Utilitarian Scientific Software Development

Yesterday, I added this new feature to ngless: if the user asks it to run a non-existent script, it will try it give an error message with a guess of what you probably really meant.

For example, if you type Profiles.ngl, but the script is actually called profile.ngl:

$ ngless Profiles.ngl

Exiting after fatal error:
File `Profiles.ngl` does not exist. Did you mean 'profile.ngl' (closest match)?

Previously, it would just say Profiles.ngl not found, without a suggestion.

It took me about 10-15 minutes to implement this (actually most of the functionality was already present as ngless already implemented similar functionality in other context). Is it worth it?

When is it worth it to add bells & whistles to research software?

I think we should think about it, in an ideal world, using the utilitarian principle of research software development: software should reduce the overall human effort. If this feature saves more time overall than it took to write, then it’s worth it.
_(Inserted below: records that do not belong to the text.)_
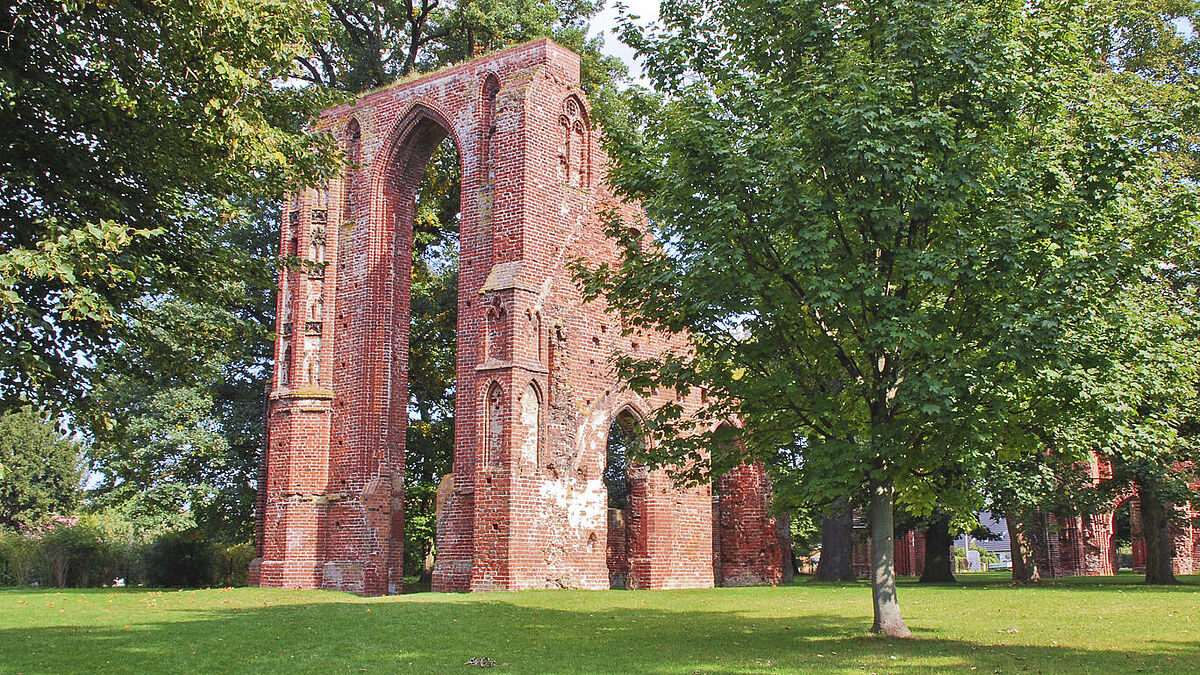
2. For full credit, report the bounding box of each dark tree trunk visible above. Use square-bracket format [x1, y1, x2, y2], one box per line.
[920, 516, 954, 584]
[871, 482, 912, 638]
[775, 512, 796, 584]
[816, 497, 854, 581]
[1138, 485, 1178, 584]
[1008, 516, 1042, 584]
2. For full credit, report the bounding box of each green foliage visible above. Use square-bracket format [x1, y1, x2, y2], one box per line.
[581, 0, 1195, 521]
[0, 0, 332, 407]
[0, 407, 83, 528]
[0, 528, 46, 586]
[954, 544, 1000, 564]
[84, 291, 270, 540]
[296, 0, 625, 94]
[577, 0, 1196, 635]
[145, 531, 216, 587]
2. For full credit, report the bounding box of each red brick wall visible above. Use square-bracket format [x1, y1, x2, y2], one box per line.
[256, 40, 729, 595]
[713, 462, 787, 586]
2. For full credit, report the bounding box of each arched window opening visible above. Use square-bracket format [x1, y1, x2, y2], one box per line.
[280, 339, 292, 387]
[308, 227, 325, 264]
[484, 382, 508, 466]
[520, 382, 541, 470]
[392, 117, 460, 578]
[604, 408, 644, 589]
[342, 120, 362, 220]
[558, 96, 588, 187]
[480, 73, 500, 180]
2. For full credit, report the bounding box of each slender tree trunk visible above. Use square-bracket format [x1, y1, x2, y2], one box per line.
[871, 480, 912, 638]
[1007, 515, 1042, 584]
[919, 516, 954, 584]
[816, 497, 854, 581]
[775, 510, 796, 584]
[1138, 485, 1178, 584]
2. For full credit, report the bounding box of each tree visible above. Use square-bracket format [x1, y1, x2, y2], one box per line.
[88, 299, 264, 542]
[0, 0, 332, 408]
[1063, 281, 1200, 584]
[296, 0, 623, 94]
[814, 497, 857, 581]
[0, 407, 83, 528]
[577, 0, 1190, 637]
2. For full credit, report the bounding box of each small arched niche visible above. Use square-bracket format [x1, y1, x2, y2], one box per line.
[604, 407, 646, 589]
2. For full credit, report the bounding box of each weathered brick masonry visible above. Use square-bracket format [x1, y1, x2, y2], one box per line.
[252, 40, 780, 595]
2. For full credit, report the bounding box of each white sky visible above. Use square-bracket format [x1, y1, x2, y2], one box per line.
[589, 0, 659, 79]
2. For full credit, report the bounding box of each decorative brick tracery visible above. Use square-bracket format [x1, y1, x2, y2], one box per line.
[252, 40, 777, 595]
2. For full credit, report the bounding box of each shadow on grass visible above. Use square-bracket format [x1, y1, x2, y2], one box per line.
[787, 572, 1200, 593]
[0, 590, 1200, 674]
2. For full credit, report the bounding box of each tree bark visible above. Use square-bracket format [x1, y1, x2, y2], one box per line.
[1007, 515, 1042, 584]
[871, 480, 912, 638]
[919, 516, 954, 584]
[775, 510, 796, 584]
[1138, 485, 1178, 584]
[815, 497, 854, 581]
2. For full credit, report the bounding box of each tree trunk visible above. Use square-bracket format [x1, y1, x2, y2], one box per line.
[919, 516, 954, 584]
[775, 510, 796, 584]
[871, 480, 912, 638]
[1138, 485, 1178, 584]
[1006, 516, 1042, 584]
[815, 497, 854, 581]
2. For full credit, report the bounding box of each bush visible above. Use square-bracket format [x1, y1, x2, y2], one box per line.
[212, 542, 257, 586]
[145, 531, 216, 589]
[0, 530, 46, 586]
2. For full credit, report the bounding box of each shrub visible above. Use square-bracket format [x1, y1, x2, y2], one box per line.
[41, 518, 113, 589]
[212, 542, 257, 586]
[145, 531, 216, 587]
[0, 528, 46, 586]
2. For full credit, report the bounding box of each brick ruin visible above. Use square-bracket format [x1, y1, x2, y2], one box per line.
[251, 40, 786, 595]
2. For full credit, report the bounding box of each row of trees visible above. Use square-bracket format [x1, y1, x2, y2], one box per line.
[578, 0, 1200, 637]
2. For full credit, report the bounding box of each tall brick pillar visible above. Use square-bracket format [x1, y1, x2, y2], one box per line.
[256, 40, 713, 595]
[253, 180, 340, 587]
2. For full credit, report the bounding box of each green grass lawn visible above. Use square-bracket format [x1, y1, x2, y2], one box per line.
[0, 574, 1200, 675]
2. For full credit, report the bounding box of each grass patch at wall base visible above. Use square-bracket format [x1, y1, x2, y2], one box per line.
[0, 574, 1200, 674]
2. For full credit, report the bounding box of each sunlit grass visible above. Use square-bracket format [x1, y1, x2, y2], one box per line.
[0, 566, 1200, 674]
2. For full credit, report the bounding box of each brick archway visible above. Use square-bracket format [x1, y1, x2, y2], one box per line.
[252, 40, 713, 595]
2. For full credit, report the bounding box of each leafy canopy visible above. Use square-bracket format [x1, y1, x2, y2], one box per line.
[581, 0, 1195, 513]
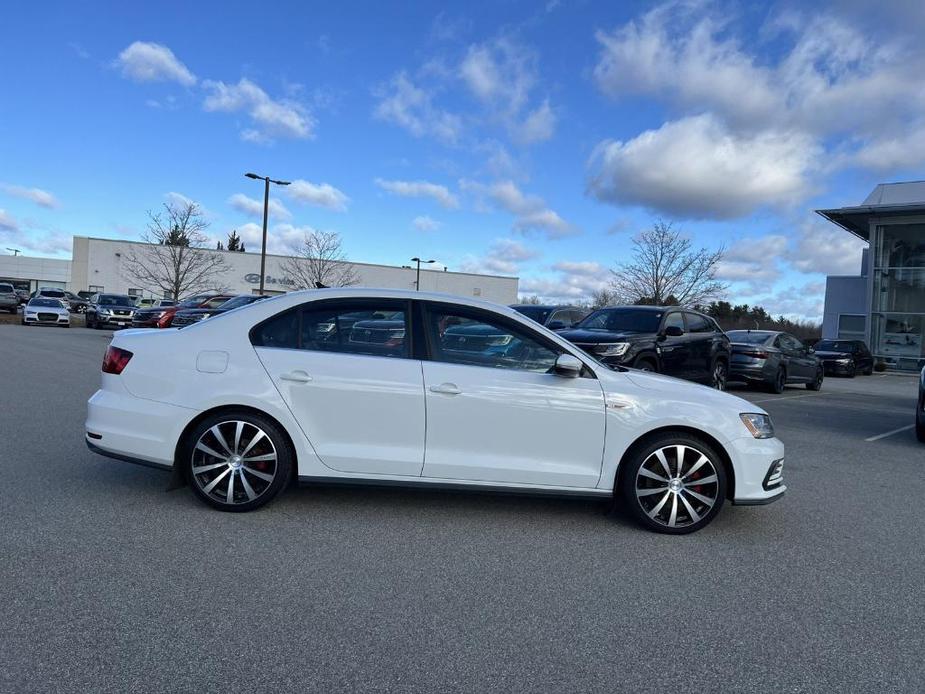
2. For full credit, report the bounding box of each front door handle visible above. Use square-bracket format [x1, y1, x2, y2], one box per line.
[279, 369, 312, 383]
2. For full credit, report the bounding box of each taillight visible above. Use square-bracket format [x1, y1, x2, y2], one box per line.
[103, 346, 132, 376]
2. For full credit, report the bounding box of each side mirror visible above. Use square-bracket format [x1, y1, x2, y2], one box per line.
[554, 354, 584, 378]
[665, 325, 684, 337]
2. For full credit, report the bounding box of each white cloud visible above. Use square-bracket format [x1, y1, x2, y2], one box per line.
[411, 215, 443, 232]
[588, 114, 818, 219]
[376, 178, 459, 209]
[235, 222, 315, 255]
[462, 239, 540, 275]
[373, 72, 463, 145]
[591, 1, 925, 218]
[459, 180, 578, 239]
[115, 41, 196, 87]
[787, 222, 867, 275]
[459, 36, 556, 144]
[202, 77, 315, 142]
[0, 209, 19, 231]
[0, 183, 58, 209]
[228, 193, 292, 220]
[285, 179, 350, 212]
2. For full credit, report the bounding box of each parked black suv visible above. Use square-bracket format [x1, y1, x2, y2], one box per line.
[559, 306, 730, 390]
[813, 340, 874, 378]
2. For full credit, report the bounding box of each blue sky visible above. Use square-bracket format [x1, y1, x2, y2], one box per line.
[0, 0, 925, 317]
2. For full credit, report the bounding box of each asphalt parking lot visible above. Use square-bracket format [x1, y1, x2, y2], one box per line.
[0, 325, 925, 692]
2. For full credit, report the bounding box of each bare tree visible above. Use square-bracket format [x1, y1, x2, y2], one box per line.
[281, 231, 360, 289]
[610, 222, 728, 306]
[122, 202, 230, 299]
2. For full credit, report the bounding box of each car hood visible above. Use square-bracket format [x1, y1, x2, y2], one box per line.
[596, 369, 767, 414]
[556, 328, 655, 342]
[815, 350, 851, 359]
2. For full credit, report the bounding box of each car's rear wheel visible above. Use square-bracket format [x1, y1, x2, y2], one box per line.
[183, 412, 294, 511]
[767, 367, 787, 393]
[619, 433, 726, 535]
[710, 359, 729, 390]
[806, 366, 825, 390]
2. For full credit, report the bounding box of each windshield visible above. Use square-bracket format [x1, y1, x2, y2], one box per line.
[575, 308, 662, 333]
[726, 330, 774, 345]
[29, 299, 62, 308]
[97, 294, 135, 307]
[815, 340, 857, 352]
[514, 306, 552, 323]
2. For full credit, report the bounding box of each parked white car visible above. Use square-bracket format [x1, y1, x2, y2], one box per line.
[22, 296, 71, 328]
[86, 289, 785, 533]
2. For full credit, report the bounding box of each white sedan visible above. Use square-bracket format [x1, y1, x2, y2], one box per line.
[86, 289, 786, 533]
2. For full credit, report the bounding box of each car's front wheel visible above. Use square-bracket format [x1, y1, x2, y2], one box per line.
[177, 412, 294, 511]
[618, 433, 726, 535]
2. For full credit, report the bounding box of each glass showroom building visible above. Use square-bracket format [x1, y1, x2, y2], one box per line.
[817, 181, 925, 370]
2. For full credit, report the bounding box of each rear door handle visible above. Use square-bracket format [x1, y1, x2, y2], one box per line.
[279, 370, 312, 383]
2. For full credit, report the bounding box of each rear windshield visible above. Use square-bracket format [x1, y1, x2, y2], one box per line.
[814, 340, 858, 352]
[575, 308, 662, 333]
[514, 306, 552, 323]
[726, 330, 774, 345]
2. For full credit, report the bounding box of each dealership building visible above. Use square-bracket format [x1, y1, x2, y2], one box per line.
[817, 181, 925, 370]
[0, 236, 518, 304]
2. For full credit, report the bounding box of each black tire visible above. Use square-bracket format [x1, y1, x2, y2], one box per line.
[766, 367, 787, 394]
[633, 357, 658, 373]
[616, 432, 726, 535]
[710, 359, 729, 390]
[806, 366, 825, 390]
[183, 411, 295, 512]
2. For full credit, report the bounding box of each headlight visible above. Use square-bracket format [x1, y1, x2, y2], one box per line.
[739, 412, 774, 439]
[598, 342, 630, 357]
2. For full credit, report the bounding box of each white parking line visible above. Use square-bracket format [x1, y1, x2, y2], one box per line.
[752, 393, 826, 405]
[864, 424, 915, 441]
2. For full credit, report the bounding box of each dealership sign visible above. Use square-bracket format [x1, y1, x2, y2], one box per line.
[244, 272, 295, 287]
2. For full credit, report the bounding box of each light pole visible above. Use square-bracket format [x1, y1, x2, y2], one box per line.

This Utilitarian Principle says that these 15 minutes were well invested if (and only if) this ngless features saves more than 15 minutes for all its users over its lifetime. I expect that every time an user triggers this error, they’ll save a few seconds (say 2 seconds). 15 minutes is 900 seconds. Thus, this feature is worth it if it is triggered over 450 times. Given that we hope that ngless will be widely used, this feature is certainly worth it.

This principle also makes the argument that it would not be worth to add such a feature to a script that is only used in an internal analysis. So, code that was only meant to be used by myself or by myself and a small number of others, should have fewer bells & whistles.

In a non-ideal world, we need to take into account the incentives of the scientific (or commercial) world and the possibility of market failure: the market does not always reward the most selfless behaviour (this includes the “market” for scientific rewards where shiny new things are “paid” more than boring old maintenance).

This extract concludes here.